Experimental and unfinished Java APIs could soon appear in new versions of Java under a plan from Oracle.
So-called Incubator Modules have been proposed as a means of inserting promising features into the OpenJDK.
OpenJDK is an open-source implementation and reference implementation of Java Standard Edition.
Modules would contain "Incubating APIs" that would eventually become standardized, made final in a next release or removed entirely, Oracle said.
Oracle defines Incubator APIs as something “under development for eventual inclusion in the Java SE Platform, or JDK, but [which] is not yet sufficiently proven.”
Their inclusion would - according to Oracle - reduce the chance for “costly mistakes in the Java SE Platform”.
“Many Java SE Platform or JDK APIs would benefit from spending short period of time in a JDK Release Project prior to being standardized in the JCP,” Oracle said in its proposal to other members of the Java community here.
Oracle believes this would mean greater opportunity to test new APIs outside the immediate OpenJDK community, generating feedback before an API is finished or dropped.
The Incubator APIs plan comes from Chris Hegarty, a member of Oracle’s technical staff, and was tabled in November and updated in January.
Incubator APIs were discussed at the Java Community Processes governing Executive Committee meeting in January and is expected to come up again. JCP EC members are understood to be assessing the Incubator Modules.
Oracle’s proposal, however, has alarmed some JCP members.
The Reg has seen discussions between Oracle Java Platform Group chief architect and OpenJDK chair Mark Reinhold and JCP members who are concerned at a possible fragmentation of the Java standard that might occur with Incubator APIs.
APIs could become get overlooked and de-factor embedded in the OpenJDK, JDK and Java SE, becoming non-standard features to Java.
Re-inforcing this, devs might build their applications using the unfinished APIs. Their apps could also end up broken should they adopt Incubator APIs that are subsequently retired.
JCP executive committee member and Hazelcast chief executive Greg Luck, in conversation with The Reg, echoed the concerns of others.
“How do you prevent Java fragmentation? What happens if people start using the OpenJDK? If it’s there, people will start wiring code against it,” Luck said.
In one JCP discussion thread seen by The Reg, Reinhold dismissed the idea of fragmentation, saying it “isn’t really an issue” because incubator APIs would “have a finite lifetime and can change or even disappear without any notice at all”.
According to JDK Enhancement Proposal (JEP) 11, incubator modules would be packaged into
jmod files with a
--do-not-resolve-by-default option so use is on an opt-in basis.
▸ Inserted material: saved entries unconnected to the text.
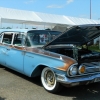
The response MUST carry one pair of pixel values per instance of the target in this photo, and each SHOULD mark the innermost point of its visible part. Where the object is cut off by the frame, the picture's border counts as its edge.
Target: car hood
(77, 35)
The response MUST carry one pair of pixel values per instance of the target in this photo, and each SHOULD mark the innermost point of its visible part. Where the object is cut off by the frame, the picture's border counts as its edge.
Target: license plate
(97, 79)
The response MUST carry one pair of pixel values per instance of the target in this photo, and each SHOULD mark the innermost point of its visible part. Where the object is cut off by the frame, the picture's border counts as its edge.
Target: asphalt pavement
(15, 86)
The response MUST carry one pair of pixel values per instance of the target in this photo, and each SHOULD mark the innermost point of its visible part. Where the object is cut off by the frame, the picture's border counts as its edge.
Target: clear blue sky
(75, 8)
Oracle believes the opt-in nature would avoid users becoming dependent on modules with warnings also issued of or when they are removed.
However, there is a concern, too, over the way Incubator Modules have been proposed – the idea is from Oracle, not the community it seems.
Luck said while he’s not opposed to the idea of Incubator APIs: “The problem... is this idea seems to have come from nowhere - no discussion on JCP mailing lists.
Luck called this a “further example” of the JEP 11 idea “getting further away from the JCP process.
The full proposal is for JEP 11: Incubator Modules. JEPs were introduced by Oracle in 2011 as a parallel arrangement to the more familiar Java Specification Requests (JSRs), shortly after Oracle bought Sun Microsystems and thereby took on stewardship of Java.
JEPs are used to propose, implement or track new features in the OpenJDK.
Concern has also arisen over Oracle’s plan to début Incubator APIs in JDK 9 after the latter had been signed off as feature-complete in May 2016.
Reinhold told one OpenJDK mailing thread that “the plan”, if JEP 11 was approved, would be to integrate JEP 110 and refactor JEP 282 as an experimental plug-in for JDK 9.